At first glance after dark Georgetown reminds me of nothing so much as… Vientiane, c. 1995, though in the light of day I’d say maybe Dakar. Lonely Planet says the market is ‘edgy’; I’d say it’s psychotic. Imagine a bus terminal and a market sharing the same space, accompanied by the sounds of barkers barking and horns honking. Their accents are pretty thick here too. You could almost imagine you’re speaking Creole. You almost are. Sometimes it’s nice to get a decent hotel in a weird place, so I do, complete with wi-fi, though not much cable TV to be had, just some Bollywood stuff, al-Jazeera and some American leftovers. I check out the zoo by accident, but the market’s the real zoo. I walk long distances as is my habit, making notes of cultural anomalies. ATM’s are all the rage, lines stretching around corners, notable considering that as of the latest Lonely Planet there were none. I check out various types of food, similar to Trinidad’s, but coffee’s non-existent.

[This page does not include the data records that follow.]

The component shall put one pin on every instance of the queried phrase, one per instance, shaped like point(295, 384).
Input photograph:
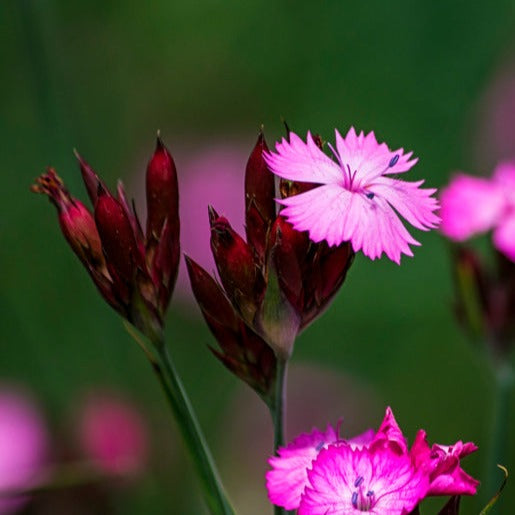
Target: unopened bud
point(162, 193)
point(77, 223)
point(234, 259)
point(116, 235)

Two days of that and I push on, straight across the new Berbice River bridge at New Amsterdam on its first day open for business. It was big news, the ribbon-cutting and all. I was expecting some concrete engineering marvel along the wild northern coast of South America. Alas and alack, the damn thing’s made of aluminum, bolted together like a child’s erector set, probably bought from US army surplus, riding about five feet above the water’s surface. I hope it’s low tide. It took ‘em two years to complete; the US Army could’ve assembled it and been killing people on the other side in less than two months, if not two weeks. They seem proud of it, so I suppress all laughter and sarcastic comments. I wonder if it’ll hold until my return.


Looks like I’ll ride out Christmas Day here somewhere in Guyana unless I happen to find easy passage straight through to Paramaribo in Suriname. I only hope I don’t get shut down with nothing to eat or drink. The Chinese should take care of that. So I get stuck at the border with Suriname- Corriverton, Guyana- Christmas Eve… and the place is hopping. They don’t decorate silly trees here; they party. There’s a little carnival midway set up on the main drag through town, and disco speakers are stacked all up and down the sidewalk blasting away at ear-splitting decibel levels. Liquor or beer, choose your weapon. It could be a long night, but at least the place isn’t shut down. Dutch-language TV from Suriname may have all the standard Christmas carols, but the street is different. Borders are the weirdest places in the world; just look at TJ. They run right through a lonely place in your mind. All the world’s fumbling schemers are here, the Indians the Chinese the Muslims and me. I guess I’m home for Christmas. Pray for rain.